WSC: This poem contains the abcbdd rhyme scheme. The poem is written using five stanzas, each containing six lines (sexain). 


LII: The poem follows no meter. Some lines contain thirteen syllables; others contain nine.

WSC: This poem's meter is iambic (meaning its iambic foot is unstressed / stressed). Some lines contain four metrical feet (tetrameter); other lines contain three feet (trimeter). Therefore, although loosely followed, the poem contains both iambic tetrameter and iambic trimeter.

Poetic Devices

LII: Alliteration and assonance appear in the poem. Alliteration is the repetition of a consonant sound; assonance is the repetition of a vowel sound. Alliteration is found in line three where the "h" sound repeats in "have," "hive," and "honey." Assonance is found in line nine where the "i" sound repeats in "I," "will," and "arise."
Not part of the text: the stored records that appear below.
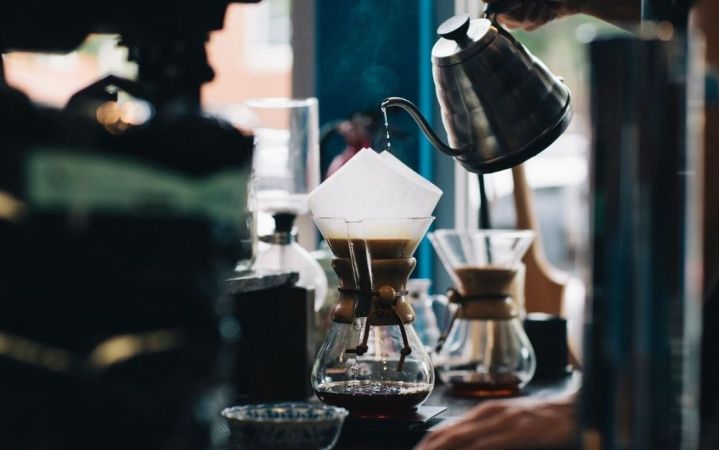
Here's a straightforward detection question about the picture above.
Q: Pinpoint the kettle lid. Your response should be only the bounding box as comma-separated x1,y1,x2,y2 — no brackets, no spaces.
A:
432,14,497,67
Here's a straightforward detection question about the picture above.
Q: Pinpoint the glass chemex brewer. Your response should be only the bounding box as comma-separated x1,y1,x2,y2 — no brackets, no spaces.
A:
312,217,435,414
307,149,442,415
430,229,537,397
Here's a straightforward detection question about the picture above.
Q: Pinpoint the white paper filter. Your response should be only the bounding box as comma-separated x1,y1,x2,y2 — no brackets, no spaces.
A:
308,148,442,222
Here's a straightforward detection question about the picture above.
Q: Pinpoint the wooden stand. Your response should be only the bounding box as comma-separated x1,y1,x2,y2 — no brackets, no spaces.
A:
512,164,584,365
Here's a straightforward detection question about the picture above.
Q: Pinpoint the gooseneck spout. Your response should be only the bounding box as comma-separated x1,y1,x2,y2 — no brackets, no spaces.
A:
381,97,469,157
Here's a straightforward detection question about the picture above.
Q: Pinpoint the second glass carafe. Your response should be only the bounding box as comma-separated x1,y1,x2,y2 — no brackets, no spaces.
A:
430,229,537,397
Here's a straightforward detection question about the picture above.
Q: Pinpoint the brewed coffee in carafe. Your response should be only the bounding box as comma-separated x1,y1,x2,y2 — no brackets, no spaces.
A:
430,230,537,397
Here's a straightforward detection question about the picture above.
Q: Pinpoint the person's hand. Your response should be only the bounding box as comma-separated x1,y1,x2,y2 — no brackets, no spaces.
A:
414,393,577,450
484,0,579,31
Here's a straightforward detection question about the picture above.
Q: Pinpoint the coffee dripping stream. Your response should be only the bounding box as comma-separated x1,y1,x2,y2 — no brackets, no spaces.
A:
381,106,392,151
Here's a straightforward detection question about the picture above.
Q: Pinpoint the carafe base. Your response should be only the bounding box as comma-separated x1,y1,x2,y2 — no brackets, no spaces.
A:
441,371,523,398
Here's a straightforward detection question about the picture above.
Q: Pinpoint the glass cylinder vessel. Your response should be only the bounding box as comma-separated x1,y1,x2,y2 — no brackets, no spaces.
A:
245,97,320,215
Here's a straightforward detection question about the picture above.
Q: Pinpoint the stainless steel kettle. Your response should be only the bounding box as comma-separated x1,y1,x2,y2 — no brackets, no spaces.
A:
382,13,572,174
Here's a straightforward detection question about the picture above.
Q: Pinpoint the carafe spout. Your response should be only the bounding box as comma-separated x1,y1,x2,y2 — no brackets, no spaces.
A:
381,97,468,157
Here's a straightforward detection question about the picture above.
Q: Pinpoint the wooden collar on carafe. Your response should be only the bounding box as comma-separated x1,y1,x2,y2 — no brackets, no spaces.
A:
330,257,416,324
330,257,417,372
438,266,520,352
447,265,520,319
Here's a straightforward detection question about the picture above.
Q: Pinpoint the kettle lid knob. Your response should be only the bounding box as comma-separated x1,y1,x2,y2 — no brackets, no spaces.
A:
437,14,471,43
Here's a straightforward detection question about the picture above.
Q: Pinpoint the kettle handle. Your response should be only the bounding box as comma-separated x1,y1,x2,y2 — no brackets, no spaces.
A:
482,3,526,51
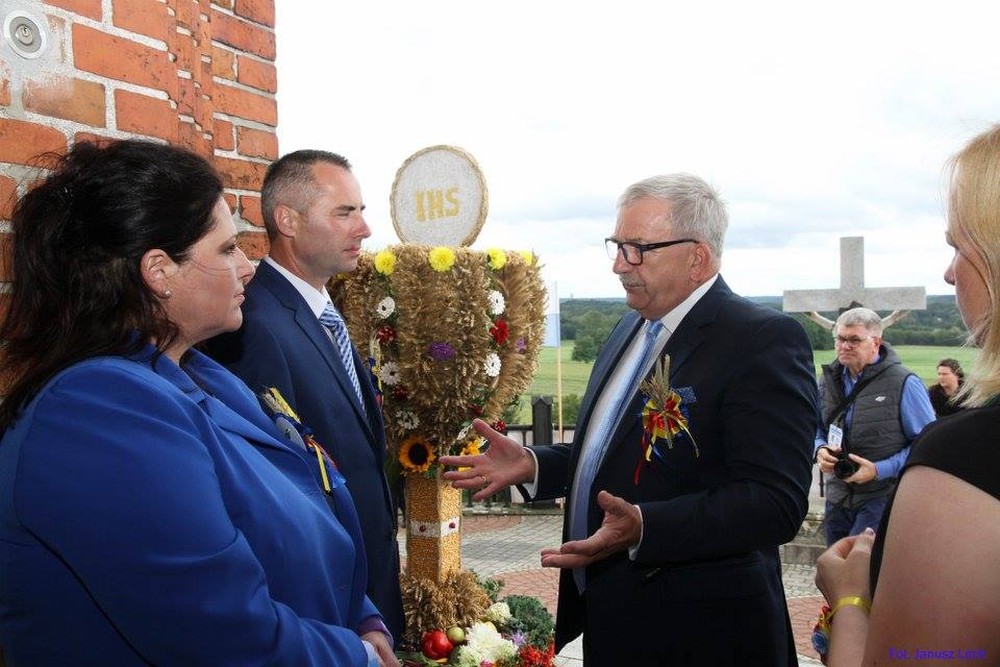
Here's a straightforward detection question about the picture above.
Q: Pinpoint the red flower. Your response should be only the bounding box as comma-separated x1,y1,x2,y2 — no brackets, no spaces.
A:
391,385,410,401
375,324,397,344
468,403,485,416
492,419,506,433
517,641,556,667
490,319,510,346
WSC: This poem uses alliteration as well. Alliteration is found in line three where the "t" sound is repeated in "October," "twilight," and "water." It also contains a homograph (word with multiple meaning). The poem uses the word "still" in multiple ways.


LII: This poems illustrates the healing power of nature, the importance of imagination (promise of more), and remembrance of better times.

WSC: This poem illustrates the power of nature and imagination. Here though, the speaker wishes to be like nature (wild, unbridled, and free).